Stinson praised California voters’ 2014 decision to reject Proposition 46 that would have, among other things, provided a 40-year inflation adjustment to the 1975 MICRA cap, raising to $1.1 million.
“In our view, its rejection was of benefit to insurers and the whole system,” Stinson said. “It was pretty widely known that the emphasis of Proposition 46 was to try to increase the caps. What we saw in California was when people were aware of the dramatic increase in caps, the coalition of support was huge.”
Sixty-seven percent of voters gave Proposition 46 thumbs down on voting day. The ballot measure was later criticized for having too many provisions and contradictory interests. Fortunately, a poll conducted by USC Dornsife and The Los Angeles Times on each provision revealed voters were split when it came to increasing the cap on medical negligence lawsuits, with 46 percent opposed and 43 percent in favor.
Opponents had argued that an inflationary adjustment to the cap would increase state and local government costs by hundreds of millions of dollars annually, drive up insurance rates and bureaucracy, and prevent doctors from providing care, Southern California Public Radio reported.
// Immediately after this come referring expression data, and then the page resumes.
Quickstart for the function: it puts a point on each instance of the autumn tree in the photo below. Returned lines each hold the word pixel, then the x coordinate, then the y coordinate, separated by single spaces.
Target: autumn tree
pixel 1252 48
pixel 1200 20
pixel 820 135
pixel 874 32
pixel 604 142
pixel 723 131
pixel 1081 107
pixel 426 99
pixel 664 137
Between 1975 and 2007, health care costs had increased across the board: medical care by more than 500 percent, total tort costs by more than 1,000 percent and medical malpractice nearly 2,500 percent, according to Towers-Perrin, an actuarial and financial consulting firm.
Since MICRA, 29 states followed California’s lead in adopting limits malpractice damages, according to PIAA. Sixteen states have statutes that limit attorney contingency fees, and 31 states have some rule addressing the allowable period of payment for future damages.
“As more states have adopted reforms, we’ve seen improvements in their markets as well. As an example, following the enactment of effective tort reforms in Mississippi and Texas in the early 2000s, the largest insurers in those states were able to reduce their premiums on an annual basis going forward. In addition, annual dividends and refunds for policy holders in both states reached 20 percent or more,” Stinson said.
“Those states which do not currently have reforms on the books would be expected to, likewise, see improvements in their medical liability environments, if they adopted reforms or if reforms were adopted at the federal level,” he said.
However, an increasingly complex regulatory environment makes it increasingly difficult to measure the effectiveness of such reform, especially since the adoption of the Affordable Care Act (ACA) in 2012.
Generally, there are two schools thought pertaining to the ACA, Stinson said. One theory is that flooding the health care market with 40 million new consumers would put such a crunch on physicians that there would be an increase in lawsuits. As a result, there would be errors of perceived low-quality care.
The other theory is that with all these folks getting care, some for the first time, they might take better care of themselves and have better health outcomes.
“I think we’re still waiting to see what the impact will be,” said Stinson, adding that it may take up to five years to know the outcomes. “For now, there’s no real study on this.”